33. Introduction to Video Files

Question 1

What info can be embedded in video files?

Answer 1

• User Added Info. E.g during creation or editing of the file. Creation info could be added to pretend to be the creater of an image for credibility.
• Could add an Email/Username/Nickname
• Could add other Identifying Information the means it was captured or created or software used to create or edit.

Question 2

What tools can be used to capture / analyse embedded info?

Answer 2

• FTK Imager
• Encase
• Hex View or text view
• Hex Editor
• G Spot for lab based analysis. Helps us work out what is needed to render the files / analyse the data and output it in a number of ways.

Using VLC player to open the image can let you look at the media information (like an image exif data) - can be filled in by the user or automatically filled if someone wants you to see it.

Question 3

Video File Type and Hex File Signatures

Answer 3

Some examples:
AVI, RM, RAM, MKV, MOV, MPG, FLV, SWF, MP4.

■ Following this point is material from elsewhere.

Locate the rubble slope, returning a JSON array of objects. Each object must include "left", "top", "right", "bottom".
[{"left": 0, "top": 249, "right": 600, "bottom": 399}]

Look at below link for common file type.

http://www.garykessler.net/library/file_sigs.html

Question 4

Video Processing

Answer 4

• number of frames
• frequency of frame captures
• frequency of context changes

Various propcessing tools depending on need.
Irfanview - has option to extract all frames (not recommended unless necessary for a reason)
NetClean Analyze - Good tool
VidReport - (Sanderson Forensics - paid tool)

Question 5

Audio processing

Answer 5

Can extract and analyse. Extract using VLC.

Analyse for:
- Principle sounds (voices / accents / language / dialect)
- secondary sounds (music / TV)
- Tertiary Sounds (ambient like trains, road noise, animals).

Can be free audio analysis tools as well as paid for.

Question 6

Video processing - output & outcomes

Answer 6

Depends on nature of what is being sought - intel or evidence.

Capacity for analysis (time / resources).